Bug #84420 stopwords and ngram indexes
Submitted: 5 Jan 2017 11:19 Modified: 5 Jan 2017 12:16
Reporter: Miguel Angel Nieto Email Updates:
Status: Verified Impact on me:
None 
Category:MySQL Server: FULLTEXT search Severity:S3 (Non-critical)
Version:5.7.17 OS:Any
Assigned to: CPU Architecture:Any

[5 Jan 2017 11:19] Miguel Angel Nieto
Description:
Ngram indexes also check the stopwords list, to see if any indexed element *contain* one of the words on that list. This looks good and it is the normal behaviour, but I don't think that the default table is suitable to use it with ngram.

For example, any item that contains 'a' or 'i' will be ignored. So for example, if you have word "east", you cannot search for "ea" because it has been ignored.

Ngram should have a different default list of stopwords, or an empty list.

How to repeat:
mysql> CREATE TABLE `articles` ( 
`id` int(10) unsigned NOT NULL AUTO_INCREMENT, 
`body` text, 
PRIMARY KEY (`id`), 
FULLTEXT KEY `ftx` (`body`) /*!50100 WITH PARSER `ngram` */ 
) ENGINE=InnoDB DEFAULT CHARSET=utf8mb4;

mysql> insert into articles (body) values ('east'); 
mysql> insert into articles (body) values ('east area'); 
mysql> insert into articles (body) values ('east job'); 
mysql> insert into articles (body) values ('eastnation'); 
mysql> insert into articles (body) values ('eastway, try try');

mysql> SELECT * FROM articles WHERE MATCH(body) AGAINST('ea' IN BOOLEAN MODE); 
Empty set (0.00 sec)
[5 Jan 2017 12:16] MySQL Verification Team
Hello Miguel,

Thank you for the report and feedback!
Imho by default, the ngram parser uses the default stopword list.

Thanks,
Umesh
[5 Jan 2017 12:19] MySQL Verification Team
Currently, to define your own stopword list for all InnoDB tables, define a table with the same structure as the INNODB_FT_DEFAULT_STOPWORD table, populate it with stopwords, and set the value of the innodb_ft_server_stopword_table option to a value in the form db_name/table_name before creating the full-text index. The stopword table must have a single VARCHAR column named value. The following example demonstrates creating and configuring a new global stopword table for InnoDB. https://dev.mysql.com/doc/refman/5.7/en/fulltext-stopwords.html
[5 Jan 2017 12:20] MySQL Verification Team
-- with ngram_token_size=1

[umshastr@hod03]/export/umesh/server/binaries/GABuilds/mysql-5.7.17: bin/mysqld --no-defaults --basedir=/export/umesh/server/binaries/GABuilds/mysql-5.7.17 --datadir=/export/umesh/server/binaries/GABuilds/mysql-5.7.17/84108 --core-file --socket=/tmp/mysql_ushastry.sock --port=3306 --log-error=/export/umesh/server/binaries/GABuilds/mysql-5.7.17/84108/log.err --ngram_token_size=1 2>&1 &
[1] 20217
[umshastr@hod03]/export/umesh/server/binaries/GABuilds/mysql-5.7.17: bin/mysql -uroot -S /tmp/mysql_ushastry.sock                                                                                 Welcome to the MySQL monitor.  Commands end with ; or \g.
Your MySQL connection id is 3
Server version: 5.7.17 MySQL Community Server (GPL)

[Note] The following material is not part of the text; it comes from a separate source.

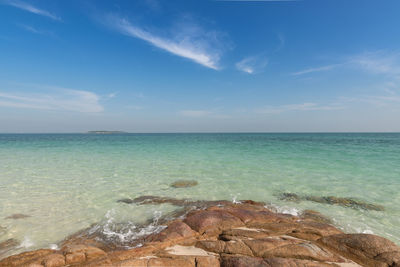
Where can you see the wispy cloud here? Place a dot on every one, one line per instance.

Copyright (c) 2000, 2016, Oracle and/or its affiliates. All rights reserved.

Oracle is a registered trademark of Oracle Corporation and/or its
affiliates. Other names may be trademarks of their respective
owners.

Type 'help;' or '\h' for help. Type '\c' to clear the current input statement.

root@localhost [(none)]> use test
Database changed
root@localhost [test]> SELECT * FROM articles WHERE MATCH(body) AGAINST('ea' IN BOOLEAN MODE);
+----+------------------+
| id | body             |
+----+------------------+
|  2 | east area        |
|  1 | east             |
|  3 | east job         |
|  4 | eastnation       |
|  5 | eastway, try try |
+----+------------------+
5 rows in set (0.01 sec)

root@localhost [test]> show variables like 'ngram_token_size';
+------------------+-------+
| Variable_name    | Value |
+------------------+-------+
| ngram_token_size | 1     |
+------------------+-------+
1 row in set (0.00 sec)
[3 Apr 2017 11:53] Sveta Smirnova
Issue with changing INNODB_FT_DEFAULT_STOPWORD table is that other methods of full-text search are affected as well. For example, in this case is not possible to use mecab in one index and ngram in another.

Fix should either exclude INNODB_FT_DEFAULT_STOPWORD table for ngram search or create separate table for ngram.
[15 Mar 2019 7:02] MySQL Verification Team
Bug #94640 marked as duplicate of this one